Читаем Михаил Тверской: Крыло голубиное полностью

Вроде бы и не страшен вор, что криком обнаруживает свое воровство, однако странно было Михаилу Ярославичу именно то, что племянник вопил о своем воровстве на весь свет.

Как ни безмолвна и ни унижена Русь, но в самом деле, нельзя же не считаться хоть с тем единодушием, какое проявили ее земли и города (исключая Москву), признав очевидное главенство и старшинство тверского князя, в чем Михаил Ярославич имел бесчисленные уверения. Вольный Великий Новгород и тот изъявлял покорность Михаиловой власти…

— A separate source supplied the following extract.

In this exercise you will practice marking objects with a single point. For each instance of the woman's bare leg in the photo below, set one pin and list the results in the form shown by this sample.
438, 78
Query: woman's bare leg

Разумеется, для вступления на престол великого княжения одного согласия и признания Руси было мало, утвердить князя на большом владимирском столе мог лишь ярлык с алой ханской тамгою. Михаил Ярославич прекрасно то понимал и потому торопился в Орду. Но, видать, про то же думал и Юрий, раз так, не стыдясь позора, открыто и явно кричал о собственном бесчестье и воровстве. Знать, были у него к тому расчеты и тайные основания. Без причины-то и прыщ на носу не полезет… Для того чтобы возжелать стать великим князем, мало одной гордыни. Сила нужна. А силу на Михаила Ярославича Юрий мог отыскать лишь у хана. А почему бы и нет? Разве хан Тохта обещал пособлять Михаилу? Слово ему какое давал? Да и что слово хана?

А главное здесь и вовсе в другом: коли русские обычаи не в чести у самих русских князей, какого уважения к ним можно ждать от татар? Хорошо еще, если Юрий, крича о своих притязаниях, только надеялся на бесправие, какое, очень даже возможно, выгодно ныне хану, хуже, если и кричал-то он по указке Тохты…

Кроме того, Михаил Ярославич понял уже волчий норов московского князя, который к тому времени вполне проявился.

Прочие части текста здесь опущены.